Controversy is on the agenda at the next Planning Commission meeting on Feb. 9.
To be decided is the fate of three new highway signs proposed for Shingle Springs and Cameron Park. The applicant for the signs is Cameron Park attorney John David Pereira.
While county staff are recommending conditional approval of the permits, neither the applicant nor those opposing the signs are pleased with the decision.
Pereira is demanding approval of the signs as well as payment of $1,000 a day since Dec. 30, 2011. That is the day he claims the permits should have been granted and the $1,000 a day is revenue he claims has been lost since then. He also said he intends to put in a claim for attorney’s fees.
In dispute is whether adequate public notice was given by the applicant, the extent to which the signs will impinge on the rights of other business owners, and if the signs are compatible with the General Plan and design guidelines. Pereira has stated that he published the required notice in the newspaper but alleges that the county failed to hold a hearing within 60 days of publication according to the Permit Streamlining Act.
However, planners from the county disagree. Their report states, “The county disputes that the Permit Streamlining Act timelines were exceeded and disputes that appropriate notice was given to the public by Mr. Pereira in order to allow the project to be ‘deemed approved.’ However ,even if he is correct, and the application was in fact deemed approved on Dec. 30, 2011, that does not waive the public’s right to request a public hearing on the Special Use Permit applications … or the public’s right to an appeal of the ‘decision’ by the Development Services…”
In response to the project, different business owners have lodged written objections due to the impact of the signs on their property. Gary Wardlaw, who owns Shingle Springs Honda, opposes the sign on Mother Lode Drive because it will reduce freeway visibility of his business. Don Ricketts, who also owns a building in Shingle Springs, claims he paid a premium in order to have freeway visibility for his tenants and that visibility will be reduced if the sign near his property is approved.
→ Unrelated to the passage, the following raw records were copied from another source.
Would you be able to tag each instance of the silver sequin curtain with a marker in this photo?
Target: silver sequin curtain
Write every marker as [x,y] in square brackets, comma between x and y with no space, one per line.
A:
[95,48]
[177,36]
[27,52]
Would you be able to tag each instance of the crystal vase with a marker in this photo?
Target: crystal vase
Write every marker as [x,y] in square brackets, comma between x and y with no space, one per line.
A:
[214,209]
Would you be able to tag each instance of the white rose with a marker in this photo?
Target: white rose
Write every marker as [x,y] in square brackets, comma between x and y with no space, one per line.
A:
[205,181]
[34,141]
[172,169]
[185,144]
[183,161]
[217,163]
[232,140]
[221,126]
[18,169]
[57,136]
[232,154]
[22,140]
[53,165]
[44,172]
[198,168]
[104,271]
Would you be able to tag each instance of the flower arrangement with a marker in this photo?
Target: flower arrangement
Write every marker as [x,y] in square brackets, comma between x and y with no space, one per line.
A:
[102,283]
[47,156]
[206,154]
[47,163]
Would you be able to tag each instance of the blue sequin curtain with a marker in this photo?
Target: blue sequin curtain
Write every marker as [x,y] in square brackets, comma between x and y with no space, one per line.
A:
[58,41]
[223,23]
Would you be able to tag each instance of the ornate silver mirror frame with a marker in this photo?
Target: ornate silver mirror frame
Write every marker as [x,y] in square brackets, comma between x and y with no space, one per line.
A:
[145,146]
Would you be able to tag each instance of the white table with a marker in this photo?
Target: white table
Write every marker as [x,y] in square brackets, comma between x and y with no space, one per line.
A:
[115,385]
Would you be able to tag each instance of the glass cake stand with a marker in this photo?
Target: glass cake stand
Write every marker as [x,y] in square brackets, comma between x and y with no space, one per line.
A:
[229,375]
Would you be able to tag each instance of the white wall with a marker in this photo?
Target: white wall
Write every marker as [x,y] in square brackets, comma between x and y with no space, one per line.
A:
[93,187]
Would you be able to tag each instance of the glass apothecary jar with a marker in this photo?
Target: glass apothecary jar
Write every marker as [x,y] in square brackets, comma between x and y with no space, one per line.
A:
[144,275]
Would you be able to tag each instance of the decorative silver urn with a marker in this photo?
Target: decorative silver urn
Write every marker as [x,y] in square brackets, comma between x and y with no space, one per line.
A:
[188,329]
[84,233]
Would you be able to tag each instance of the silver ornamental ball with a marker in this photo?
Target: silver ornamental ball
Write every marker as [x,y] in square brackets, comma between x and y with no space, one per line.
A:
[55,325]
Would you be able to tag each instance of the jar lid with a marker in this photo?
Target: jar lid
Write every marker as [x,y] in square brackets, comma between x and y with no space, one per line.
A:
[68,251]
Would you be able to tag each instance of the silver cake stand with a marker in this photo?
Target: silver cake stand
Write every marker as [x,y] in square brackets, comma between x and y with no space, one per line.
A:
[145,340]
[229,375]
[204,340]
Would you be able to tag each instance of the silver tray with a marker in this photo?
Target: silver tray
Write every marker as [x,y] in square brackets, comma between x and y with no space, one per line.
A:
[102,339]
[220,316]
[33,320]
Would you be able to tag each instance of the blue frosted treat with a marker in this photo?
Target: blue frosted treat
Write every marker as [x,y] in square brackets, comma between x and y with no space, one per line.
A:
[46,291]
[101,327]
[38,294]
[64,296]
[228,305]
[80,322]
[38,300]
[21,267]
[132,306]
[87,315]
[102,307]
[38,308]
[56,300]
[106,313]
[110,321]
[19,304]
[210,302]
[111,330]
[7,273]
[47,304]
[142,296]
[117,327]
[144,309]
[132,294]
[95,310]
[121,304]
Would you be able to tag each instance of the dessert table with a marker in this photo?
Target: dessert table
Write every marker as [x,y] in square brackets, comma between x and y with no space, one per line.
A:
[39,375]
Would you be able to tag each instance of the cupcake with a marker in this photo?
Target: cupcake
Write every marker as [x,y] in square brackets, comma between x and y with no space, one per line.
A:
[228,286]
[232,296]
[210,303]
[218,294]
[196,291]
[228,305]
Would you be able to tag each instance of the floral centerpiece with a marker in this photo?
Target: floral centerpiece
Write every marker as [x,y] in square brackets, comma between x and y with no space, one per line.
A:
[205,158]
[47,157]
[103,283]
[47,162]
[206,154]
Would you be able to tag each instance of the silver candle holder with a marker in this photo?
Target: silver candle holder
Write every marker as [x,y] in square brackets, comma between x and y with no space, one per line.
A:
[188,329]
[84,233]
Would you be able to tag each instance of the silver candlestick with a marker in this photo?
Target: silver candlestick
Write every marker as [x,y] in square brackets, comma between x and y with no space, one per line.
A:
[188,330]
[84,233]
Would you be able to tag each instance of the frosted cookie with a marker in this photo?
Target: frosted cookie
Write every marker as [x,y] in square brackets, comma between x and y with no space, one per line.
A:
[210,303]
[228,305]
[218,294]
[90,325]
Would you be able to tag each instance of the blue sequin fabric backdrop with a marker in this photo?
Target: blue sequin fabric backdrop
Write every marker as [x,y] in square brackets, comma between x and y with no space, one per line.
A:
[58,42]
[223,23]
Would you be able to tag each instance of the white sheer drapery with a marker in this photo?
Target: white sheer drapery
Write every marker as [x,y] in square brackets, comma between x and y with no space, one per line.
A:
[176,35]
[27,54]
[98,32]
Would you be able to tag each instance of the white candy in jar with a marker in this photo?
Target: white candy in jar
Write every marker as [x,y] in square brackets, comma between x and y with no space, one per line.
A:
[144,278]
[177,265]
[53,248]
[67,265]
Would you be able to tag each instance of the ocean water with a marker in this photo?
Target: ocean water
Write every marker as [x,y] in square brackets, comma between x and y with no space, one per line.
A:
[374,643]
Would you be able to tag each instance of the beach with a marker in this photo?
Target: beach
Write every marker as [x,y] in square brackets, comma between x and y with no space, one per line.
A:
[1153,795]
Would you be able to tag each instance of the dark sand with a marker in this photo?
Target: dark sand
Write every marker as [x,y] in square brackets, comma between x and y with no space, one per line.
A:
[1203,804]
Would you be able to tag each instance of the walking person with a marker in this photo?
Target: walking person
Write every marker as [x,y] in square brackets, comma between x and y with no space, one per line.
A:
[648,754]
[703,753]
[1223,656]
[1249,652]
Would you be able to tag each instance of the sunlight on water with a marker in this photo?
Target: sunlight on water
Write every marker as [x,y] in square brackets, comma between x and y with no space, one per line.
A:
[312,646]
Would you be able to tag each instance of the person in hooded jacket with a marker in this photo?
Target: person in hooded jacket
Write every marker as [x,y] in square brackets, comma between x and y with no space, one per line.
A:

In addition, Dyana Anderly of Cameron Park has filed an objection. A retired city planner and current member of the Cameron Park Design Review Committee, she finds the signs offensive because they are “bigger and larger than anything we’ve ever had. The people who would benefit most are the owners of the billboards, but the property owners where the signs will be located won’t benefit as much. Meanwhile every resident in this community is going to have these things in their face.”
Anderly stated that she doesn’t believe that Pereira adequately notified the public regarding the signs. She says that the county never made the determination that the signs were categorically exempt from CEQA (California Environmental Quality Act) when the attorney placed the notification in the newspaper. She says he cited the law incorrectly.
She also believes that the signs are at odds with many aspects of the county’s General Plan, County design guidelines, and the 2030 Vision Statement of Cameron Park. She also expressed frustration that only property owners adjacent to the property where the signs are to be located were notified rather than the general public. She plans to be at the meeting to speak out against the project.
An item to be taken up separately by the Planning Commission in closed session is potential litigation by Pereira against the county for the additional conditions attached to approval of the signs.
The Feb. 9 Planning Commission meeting starts at 8:30 a.m. It is held at 2850 Fairlane Court, Placerville.